A chaque instant, la Camarde, la Faucheuse était au rendez-vous et tissait son tapis de sang, de cadavres emmaillotés dans un uniforme au fond des tranchées. François Thomasset devait les enjamber et au péril de sa vie, il apportait de l'eau à ses compagnons blessés.

Un soir de clair de lune, un officier allemand le mit en joue, il menaçait de tirer avec son pistolet, Thomasset fit le mort,  l'Allemand partit le croyant déjà mort.

Mais l'intelligence de François n'était pas morte, et elle était toujours accompagnée de ses connaissances indemnes en mécanique. Un jour un officier a demandé à un groupe de soldats d'inventer quelque chose pour protéger la culasse des fusils-mitrailleurs car les culasses subissaient les éclaboussures de terre et d'eau.  Il s’annonça et résolut le problème comme il inventa le pare-flamme du fusil-mitrailleur. C'était une parenthèse, un moment de répit pendant la guerre.
Carnet de pension de François Thomasset 1948

Après avoir vécu ces horreurs et après  avoir subi  maintes fois le souffle des explosions des obus, François Thomasset revint  à la vie civile diminué. La France l'a honoré  par deux médailles , la médaille de Verdun et La médaille Interalliés (médaille de la Victoire) et lui a octroyé une pension à vie.

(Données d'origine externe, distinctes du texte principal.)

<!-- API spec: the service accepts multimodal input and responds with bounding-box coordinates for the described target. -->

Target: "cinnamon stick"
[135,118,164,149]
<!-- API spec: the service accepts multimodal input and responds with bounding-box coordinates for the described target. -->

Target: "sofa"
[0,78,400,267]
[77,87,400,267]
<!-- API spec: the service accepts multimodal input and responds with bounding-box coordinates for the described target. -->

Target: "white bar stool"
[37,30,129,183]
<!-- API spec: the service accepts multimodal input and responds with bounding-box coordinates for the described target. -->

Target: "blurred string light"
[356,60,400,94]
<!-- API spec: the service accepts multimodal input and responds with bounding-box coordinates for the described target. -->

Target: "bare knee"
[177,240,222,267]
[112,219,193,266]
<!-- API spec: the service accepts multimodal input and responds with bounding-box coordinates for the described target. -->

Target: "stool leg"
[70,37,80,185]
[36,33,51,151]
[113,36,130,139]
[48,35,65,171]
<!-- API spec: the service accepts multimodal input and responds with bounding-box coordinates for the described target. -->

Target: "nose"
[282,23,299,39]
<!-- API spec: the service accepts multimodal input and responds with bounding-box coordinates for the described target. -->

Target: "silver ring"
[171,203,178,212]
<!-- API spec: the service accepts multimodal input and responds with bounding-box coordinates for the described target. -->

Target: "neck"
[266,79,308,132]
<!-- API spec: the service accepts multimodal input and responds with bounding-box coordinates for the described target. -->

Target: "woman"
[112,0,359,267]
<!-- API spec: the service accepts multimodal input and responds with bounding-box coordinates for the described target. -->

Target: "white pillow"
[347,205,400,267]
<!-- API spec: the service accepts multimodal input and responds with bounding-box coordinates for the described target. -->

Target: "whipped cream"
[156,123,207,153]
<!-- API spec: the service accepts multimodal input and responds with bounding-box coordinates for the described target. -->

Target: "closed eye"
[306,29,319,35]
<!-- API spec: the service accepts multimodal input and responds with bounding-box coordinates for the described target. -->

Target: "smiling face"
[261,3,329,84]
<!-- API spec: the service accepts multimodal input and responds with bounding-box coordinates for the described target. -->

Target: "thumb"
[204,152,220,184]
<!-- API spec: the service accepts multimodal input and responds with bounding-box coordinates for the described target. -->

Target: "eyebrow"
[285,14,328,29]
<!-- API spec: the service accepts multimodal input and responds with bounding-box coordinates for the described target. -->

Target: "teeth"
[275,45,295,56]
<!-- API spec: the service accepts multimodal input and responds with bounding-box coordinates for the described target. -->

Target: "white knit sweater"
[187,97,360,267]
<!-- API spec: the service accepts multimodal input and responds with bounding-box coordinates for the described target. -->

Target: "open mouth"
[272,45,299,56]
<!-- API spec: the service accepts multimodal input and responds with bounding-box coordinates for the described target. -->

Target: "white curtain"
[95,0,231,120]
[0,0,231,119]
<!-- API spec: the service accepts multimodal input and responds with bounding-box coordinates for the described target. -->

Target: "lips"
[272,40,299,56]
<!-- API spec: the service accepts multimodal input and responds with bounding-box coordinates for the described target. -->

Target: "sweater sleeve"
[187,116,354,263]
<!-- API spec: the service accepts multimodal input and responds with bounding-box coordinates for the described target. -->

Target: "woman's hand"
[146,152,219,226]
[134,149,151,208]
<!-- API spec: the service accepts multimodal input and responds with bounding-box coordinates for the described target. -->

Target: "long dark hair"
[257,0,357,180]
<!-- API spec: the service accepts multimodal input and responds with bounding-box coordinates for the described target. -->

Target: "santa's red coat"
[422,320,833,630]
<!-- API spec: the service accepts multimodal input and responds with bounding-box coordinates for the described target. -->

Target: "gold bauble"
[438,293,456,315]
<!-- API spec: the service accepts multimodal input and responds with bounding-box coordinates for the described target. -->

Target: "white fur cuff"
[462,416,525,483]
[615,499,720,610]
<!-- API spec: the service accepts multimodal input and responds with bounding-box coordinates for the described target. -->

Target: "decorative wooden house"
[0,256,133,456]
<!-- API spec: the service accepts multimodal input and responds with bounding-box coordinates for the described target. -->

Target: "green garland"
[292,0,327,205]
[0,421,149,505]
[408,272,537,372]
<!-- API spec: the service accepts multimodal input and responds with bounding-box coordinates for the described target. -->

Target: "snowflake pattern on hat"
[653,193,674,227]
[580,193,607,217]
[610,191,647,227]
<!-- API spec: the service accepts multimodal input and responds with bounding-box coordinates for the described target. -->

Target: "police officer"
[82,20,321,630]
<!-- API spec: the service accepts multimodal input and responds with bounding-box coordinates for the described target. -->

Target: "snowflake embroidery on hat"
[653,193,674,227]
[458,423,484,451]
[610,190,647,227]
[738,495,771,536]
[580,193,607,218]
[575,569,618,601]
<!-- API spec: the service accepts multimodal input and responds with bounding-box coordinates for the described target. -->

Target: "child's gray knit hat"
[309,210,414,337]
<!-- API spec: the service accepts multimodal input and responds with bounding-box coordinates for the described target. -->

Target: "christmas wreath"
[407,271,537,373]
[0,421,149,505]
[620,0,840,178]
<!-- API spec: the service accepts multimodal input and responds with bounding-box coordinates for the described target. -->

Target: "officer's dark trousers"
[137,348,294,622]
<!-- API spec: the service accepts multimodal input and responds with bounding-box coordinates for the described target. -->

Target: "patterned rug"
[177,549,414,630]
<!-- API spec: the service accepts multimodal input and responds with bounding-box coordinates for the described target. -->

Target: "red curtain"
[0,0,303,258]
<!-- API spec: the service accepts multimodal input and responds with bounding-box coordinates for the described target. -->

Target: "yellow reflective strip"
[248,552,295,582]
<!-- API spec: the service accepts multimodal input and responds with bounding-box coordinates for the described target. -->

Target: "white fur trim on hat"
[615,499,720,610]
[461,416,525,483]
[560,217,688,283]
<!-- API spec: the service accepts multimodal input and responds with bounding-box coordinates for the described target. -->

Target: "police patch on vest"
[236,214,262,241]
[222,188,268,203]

Malgré tout, après la guerre, "la Der des Ders ",  la dernière des dernières guerres, il a travaillé chez Manufrance où il voulait améliorer les freins des vélos Hirondelle -  ce fameux vélo fabriqué de 1900 à 1960 et qui a été notamment utilisé par les brigades cyclistes de la police de Paris jusqu'en 1984 - bien mal lui en a pris, car il a été licencié par Manufrance. Il quitta donc la ville de Saint-Etienne pour revenir dans l'Allier où il a travaillé comme mécanicien  dans une entreprise qui réparait les batteuses.

Vers la fin des années 1930, il s'est installé dans la maison familiale de Montcombroux. Il y tenait un atelier de réparation de bicyclettes. Et parmi ses autres occupations, il sculptait et créait. Parmi ses créations , on peut citer une véranda  ronde  construite en acier et entourée de verre et qui tournait sur un axe ou ce fameux alambique dont la facture est digne d'un Chef-d'œuvre d'un Compagnon du devoir.

L'alambic de François Thomasset

François Thomasset a tiré sa révérence le 8 décembre 1962 à Yzeure, emportant avec lui sa part de mystère et ses secrets.